Le molteplici forme dell’intelligenza degli uccelli

Pikaia ha letto per voi meraviglioso saggio “Il genio degli uccelli” scritto dalla naturalista Jennifer Ackerman (La nave di Teseo, 2018)

A tutti è sicuramente capitato di sentire un forte rumore sul balcone e vedere un piccione stordito dallo scontro con il vetro della porta finestra… che “animale poco intelligente” vi sarete sicuramente detti e certamente non siete stati i soli. Se volete però capire quali sono le loro reali capacità cognitive senza fermarvi ai pregiudizi o se preferite.. se non volete fare la figura dell’oca o risultare stupidi come una gallina, dovete assolutamente leggere il meraviglioso saggio “Il genio degli uccelli” scritto dalla giornalista e naturalista Jennifer Ackerman, recentemente pubblicato in Italia da La Nave di Teseo (2018).

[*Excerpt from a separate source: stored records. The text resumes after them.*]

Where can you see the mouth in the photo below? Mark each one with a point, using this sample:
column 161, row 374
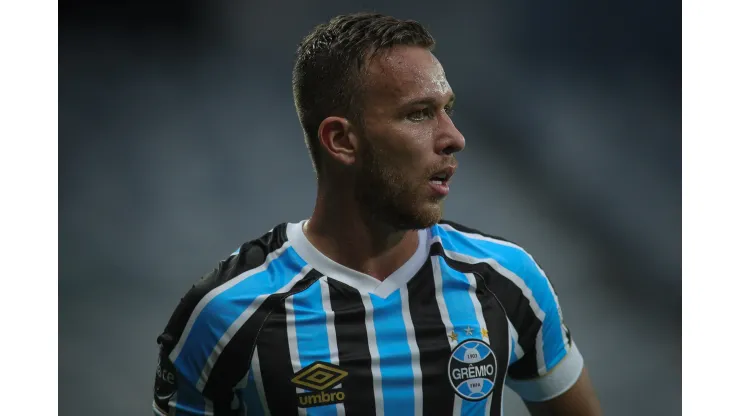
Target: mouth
column 440, row 180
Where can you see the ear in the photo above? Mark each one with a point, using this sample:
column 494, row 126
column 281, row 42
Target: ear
column 338, row 139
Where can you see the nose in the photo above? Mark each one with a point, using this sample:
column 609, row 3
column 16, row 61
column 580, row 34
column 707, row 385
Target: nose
column 450, row 139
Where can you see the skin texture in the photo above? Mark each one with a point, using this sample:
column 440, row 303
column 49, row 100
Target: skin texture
column 579, row 400
column 375, row 181
column 375, row 190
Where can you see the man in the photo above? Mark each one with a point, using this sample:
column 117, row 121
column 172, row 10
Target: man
column 374, row 305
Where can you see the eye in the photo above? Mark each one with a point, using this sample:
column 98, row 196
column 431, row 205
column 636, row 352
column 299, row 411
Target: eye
column 418, row 115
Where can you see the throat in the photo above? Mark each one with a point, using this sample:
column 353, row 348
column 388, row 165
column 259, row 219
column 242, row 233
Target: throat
column 369, row 256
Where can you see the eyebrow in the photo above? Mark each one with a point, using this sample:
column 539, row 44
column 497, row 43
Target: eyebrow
column 428, row 101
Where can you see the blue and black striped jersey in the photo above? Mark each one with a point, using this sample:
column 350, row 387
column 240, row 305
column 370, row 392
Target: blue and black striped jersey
column 279, row 329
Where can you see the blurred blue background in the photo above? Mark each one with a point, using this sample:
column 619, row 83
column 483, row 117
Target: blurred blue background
column 171, row 116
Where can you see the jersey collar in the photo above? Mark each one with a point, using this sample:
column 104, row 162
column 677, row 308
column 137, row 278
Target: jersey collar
column 364, row 283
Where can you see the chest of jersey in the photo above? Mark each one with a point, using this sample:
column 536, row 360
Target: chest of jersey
column 438, row 345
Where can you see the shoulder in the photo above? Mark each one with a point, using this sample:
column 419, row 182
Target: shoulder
column 259, row 267
column 477, row 246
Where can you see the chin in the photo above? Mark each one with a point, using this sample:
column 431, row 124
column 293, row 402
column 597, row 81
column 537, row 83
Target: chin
column 420, row 218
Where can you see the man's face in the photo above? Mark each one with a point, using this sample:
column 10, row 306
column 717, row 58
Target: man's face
column 408, row 139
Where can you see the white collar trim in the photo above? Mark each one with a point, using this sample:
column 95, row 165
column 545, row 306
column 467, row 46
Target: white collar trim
column 362, row 282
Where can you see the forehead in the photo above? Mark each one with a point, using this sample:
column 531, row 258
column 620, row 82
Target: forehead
column 404, row 73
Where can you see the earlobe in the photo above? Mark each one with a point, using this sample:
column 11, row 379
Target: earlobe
column 338, row 139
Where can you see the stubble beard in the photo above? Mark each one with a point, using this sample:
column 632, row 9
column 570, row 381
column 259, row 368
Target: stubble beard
column 389, row 195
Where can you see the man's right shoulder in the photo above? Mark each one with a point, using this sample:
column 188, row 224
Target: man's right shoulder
column 219, row 287
column 249, row 256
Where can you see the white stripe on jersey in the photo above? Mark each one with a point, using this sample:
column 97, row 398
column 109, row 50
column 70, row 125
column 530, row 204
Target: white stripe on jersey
column 295, row 360
column 519, row 282
column 237, row 324
column 374, row 355
column 510, row 244
column 445, row 314
column 518, row 351
column 331, row 332
column 482, row 324
column 476, row 305
column 415, row 356
column 217, row 291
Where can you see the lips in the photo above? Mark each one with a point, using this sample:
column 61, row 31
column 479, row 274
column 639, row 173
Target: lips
column 443, row 176
column 439, row 182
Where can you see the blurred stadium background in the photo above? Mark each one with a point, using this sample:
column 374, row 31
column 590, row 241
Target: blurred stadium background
column 172, row 115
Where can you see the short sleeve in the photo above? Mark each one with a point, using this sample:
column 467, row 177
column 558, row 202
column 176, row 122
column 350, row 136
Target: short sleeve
column 177, row 385
column 550, row 362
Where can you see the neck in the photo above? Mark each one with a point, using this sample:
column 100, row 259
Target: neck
column 339, row 229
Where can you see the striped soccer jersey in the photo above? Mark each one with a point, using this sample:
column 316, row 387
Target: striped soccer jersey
column 280, row 329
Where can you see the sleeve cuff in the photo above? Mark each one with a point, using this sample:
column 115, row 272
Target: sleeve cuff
column 553, row 384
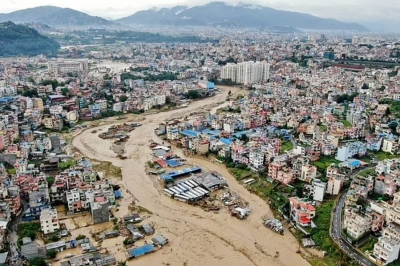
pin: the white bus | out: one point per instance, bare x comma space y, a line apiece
182, 187
186, 183
185, 186
193, 182
174, 189
181, 198
205, 191
169, 193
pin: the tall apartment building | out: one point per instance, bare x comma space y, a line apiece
229, 71
68, 66
246, 72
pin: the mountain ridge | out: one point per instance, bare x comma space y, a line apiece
54, 17
16, 40
254, 16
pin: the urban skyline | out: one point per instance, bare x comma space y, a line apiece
350, 11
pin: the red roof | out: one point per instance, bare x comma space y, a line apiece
305, 220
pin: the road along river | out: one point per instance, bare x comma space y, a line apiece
196, 237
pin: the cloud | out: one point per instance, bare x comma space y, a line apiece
346, 10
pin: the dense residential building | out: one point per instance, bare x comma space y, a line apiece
49, 221
301, 212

“Per molto tempo <scrive Jennifer Ackerman> gli uccelli sono stati considerati stupidi. Esserini con gli occhietti a spillo e la testolina grossa come una noce. Rettili con le ali. Cervelli di gallina. Dei merli come si dice… vanno a sbattere contro le finestre, beccano il proprio riflesso, volano sui cavi dell’alta tensione, si condannano da sé all’estinzione”. Una simile opinione è ormai del tutto superata e se per tanti anni sono stati altri animali a calamitare tutta l’attenzione su di sé per via della loro spiccata intelligenza (tra cui ad esempio primati, delfini ed elefanti), “adesso gli uccelli si sono uniti alla festa e una produzione di nuove ricerche ha ribaltato le vecchie convinzioni e il risultato è che si comincia ad accettare il fatto che gli uccelli siano assai più dotati di quel che si credeva un tempo e anzi, per certi aspetti, più vicini ai nostri parenti primati che non ai rettili”.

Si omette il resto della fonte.